Le gouverneur chaviste assure que le Venezuela s’oriente vers le modèle économique chinois

Un gouverneur chaviste, envoyé du président Nicolas Maduro en Chine, a assuré que le Venezuela était dans une « transition » vers le modèle économique chinois.

« D’un point de vue économique, nous sommes dans une transition et cette transition s’inspire du modèle chinois. C’est pourquoi je suis ici, c’est pourquoi le président m’a envoyé ici et c’est pourquoi le président est venu tant de fois », a déclaré Rafael Lacava, gouverneur de l’État de Carabobo, au centre du Venezuela, lors d’une réunion avec des responsables à Shanghai.

Lacava, qui a donné quelques détails de son voyage à travers ses réseaux sociaux, a assuré que sa visite à Shanghai apporterait une « bonne nouvelle », notamment pour le secteur industriel, principalement implanté à Carabobo, historiquement connue pour concentrer une partie importante des industries du pays. .

«Nous avons là-bas plus de 70% du secteur industriel vénézuélien et cette visite a à voir avec le renforcement de notre secteur industriel, en profitant de nouveaux partenaires, de nouvelles alliances qui nous permettent d’utiliser la capacité installée dont nous disposons et de la projeter même pour ouvrir de nouveaux marchés dans le sud du continent, dans les Caraïbes et dans le reste du monde », a-t-il déclaré dans une vidéo publiée sur son compte du réseau social X.

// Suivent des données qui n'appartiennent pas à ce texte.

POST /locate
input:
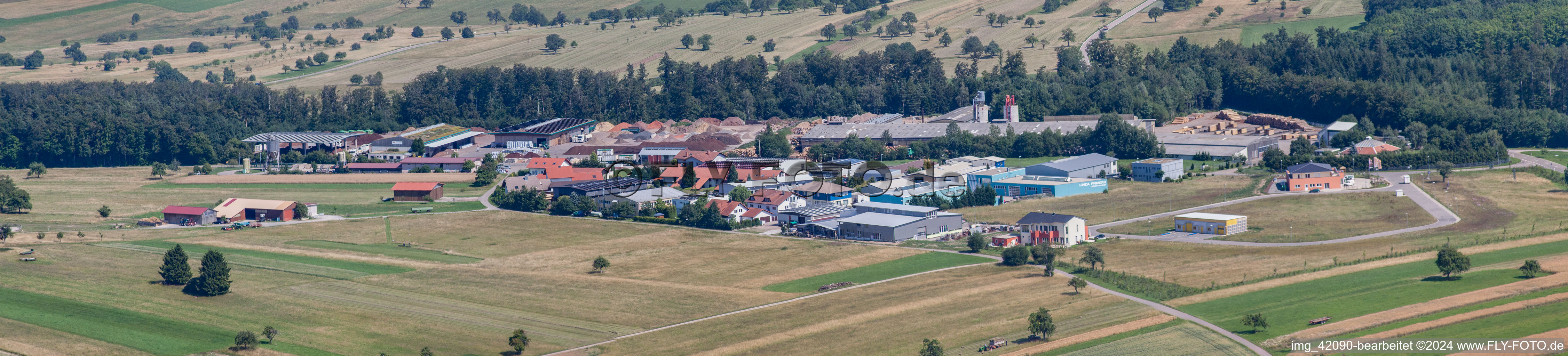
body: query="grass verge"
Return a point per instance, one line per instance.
(361, 267)
(120, 327)
(879, 272)
(391, 250)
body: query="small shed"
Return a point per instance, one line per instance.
(200, 216)
(416, 191)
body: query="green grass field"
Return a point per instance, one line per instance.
(1255, 33)
(360, 267)
(879, 272)
(391, 250)
(1185, 339)
(350, 211)
(142, 332)
(1359, 294)
(1089, 344)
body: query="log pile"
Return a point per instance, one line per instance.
(835, 286)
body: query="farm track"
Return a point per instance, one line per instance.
(545, 327)
(250, 261)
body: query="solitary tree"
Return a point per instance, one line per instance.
(1015, 256)
(1093, 258)
(554, 43)
(245, 341)
(976, 242)
(37, 170)
(214, 275)
(1452, 261)
(930, 347)
(1531, 269)
(518, 341)
(1076, 284)
(1255, 321)
(1042, 325)
(600, 264)
(176, 267)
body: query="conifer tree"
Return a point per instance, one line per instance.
(176, 267)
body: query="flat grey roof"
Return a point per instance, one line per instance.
(890, 206)
(932, 131)
(882, 220)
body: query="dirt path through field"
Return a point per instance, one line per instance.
(1092, 336)
(1412, 311)
(1360, 267)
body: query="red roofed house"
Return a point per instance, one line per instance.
(538, 165)
(374, 167)
(698, 157)
(1369, 148)
(416, 191)
(200, 216)
(775, 200)
(570, 173)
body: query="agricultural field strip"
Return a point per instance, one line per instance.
(777, 303)
(1412, 311)
(1092, 336)
(1177, 341)
(252, 261)
(1471, 316)
(551, 329)
(1426, 201)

Le gouverneur de 55 ans, que beaucoup présentent comme un possible candidat à la présidence du gouvernement, a annoncé qu’il s’était rendu à la Bourse du diamant de Shanghai pour « comprendre et recevoir des conseils » afin de créer un « outil similaire permettant la création d’un marché formel du diamant ». » dans votre état.

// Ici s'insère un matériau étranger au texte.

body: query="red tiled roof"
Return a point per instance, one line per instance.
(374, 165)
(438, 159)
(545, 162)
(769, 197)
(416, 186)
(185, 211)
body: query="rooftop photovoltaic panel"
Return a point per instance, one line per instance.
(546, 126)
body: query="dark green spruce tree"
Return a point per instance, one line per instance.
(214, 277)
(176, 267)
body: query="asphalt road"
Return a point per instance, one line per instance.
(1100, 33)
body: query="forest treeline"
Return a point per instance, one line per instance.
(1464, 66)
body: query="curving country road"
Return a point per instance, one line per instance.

« Créer les conditions pour que le grand nombre de diamants présents dans le sud du pays puissent être officiellement commercialisés », a-t-il déclaré lors d’une réunion.

Ces dernières années, divers secteurs ont remis en question le fait que le gouvernement ait consolidé des mécanismes juridiques qui, selon eux, favorisent les activités extractives dans un climat d’opacité favorisant les groupes puissants.

Lacava, un économiste diplômé de l’Université catholique Andrés Bello (UCAB), a visité plusieurs entreprises automobiles chinoises où il a expliqué les possibilités qui, selon lui, existent dans l’État qu’il gouverne pour élargir son marché.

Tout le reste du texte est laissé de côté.